The issue, of course, is a practical one. How does one measure the market value of a particular house from month to month (or probably more realistically, year to year)? The best one could do is with a regular appraisal of the property value. Remember, price indexes are calculated under the assumption of a fixed market basket of goods over a specified period of time.

That said, I wonder if the average price per square foot within particular neighborhood (specifically, a precisely defined geographic area) act as a good proxy? One would assume that things like number of bedrooms, new heating systems, finished basements, quality of schools, etc would be already be accounted for in the price. Here, the "item" in the market basket is not a particular house, but a square foot of residential property.
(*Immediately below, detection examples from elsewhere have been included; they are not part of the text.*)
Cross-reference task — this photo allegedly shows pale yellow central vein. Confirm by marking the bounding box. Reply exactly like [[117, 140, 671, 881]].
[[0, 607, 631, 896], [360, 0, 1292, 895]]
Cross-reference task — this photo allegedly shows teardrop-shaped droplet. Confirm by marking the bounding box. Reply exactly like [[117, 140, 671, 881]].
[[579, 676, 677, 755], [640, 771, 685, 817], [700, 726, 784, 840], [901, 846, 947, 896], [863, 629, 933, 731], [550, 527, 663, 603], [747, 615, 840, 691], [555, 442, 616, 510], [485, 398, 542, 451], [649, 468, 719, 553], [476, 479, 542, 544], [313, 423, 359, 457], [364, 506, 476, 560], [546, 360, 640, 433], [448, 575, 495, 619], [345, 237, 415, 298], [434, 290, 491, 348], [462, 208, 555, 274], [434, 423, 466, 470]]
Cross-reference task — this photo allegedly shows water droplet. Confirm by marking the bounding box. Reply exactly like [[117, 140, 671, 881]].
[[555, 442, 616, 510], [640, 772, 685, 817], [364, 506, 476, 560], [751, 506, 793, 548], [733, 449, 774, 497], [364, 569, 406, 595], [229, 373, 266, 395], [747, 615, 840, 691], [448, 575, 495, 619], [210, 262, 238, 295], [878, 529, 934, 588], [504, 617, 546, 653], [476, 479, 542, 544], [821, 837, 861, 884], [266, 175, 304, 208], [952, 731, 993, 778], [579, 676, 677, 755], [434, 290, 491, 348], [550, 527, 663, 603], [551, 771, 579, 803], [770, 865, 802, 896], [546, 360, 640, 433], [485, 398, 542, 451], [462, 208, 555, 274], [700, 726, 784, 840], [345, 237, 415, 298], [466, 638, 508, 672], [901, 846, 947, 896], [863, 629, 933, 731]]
I *could* just walk down the hall and ask those cats in the CPI what's the story, man....

Missy, Thanks for your

Missy,

Thanks for your salient comment.

Of course, from the Austrian viewpoint, all indices are problematical. The likely reality is that it is appropriate to not think of the CPI as an attempt at an accurate measurement of something that cannot be measured, but rather as a political tool employed to facilitate the political imperative to inflate that is ingrained in every central bank.

Regards, Don

This analysis of a problem

This analysis of a problem with CPI measurement, and there are many others, exemplifies why, as Mises I believe said, the use of a basket-of-goods approach to measure "bad" inflation is fallacious. The very concept is flawed. That is why the only proper approach, arguably, is Mises's a priori approach: a government-induced expansion of the supply of money (bill-printing, credit expansion) is by its nature bad because of the distortions that necessarily will follow, logically and necessarily. You cannot exactly measure those distortions, as they will be different in every market and you get into Heisenberg issues. You cannot logically dispute, however, the distortion. Hence, Austrians say inflation properly defined is inflation of the money supply, not the consequence of "artificial" price increases (or resistance to natural price decreases).

Nonetheless, it doesn't hurt to point out the fallacies of the CPI when they show themselves so clearly.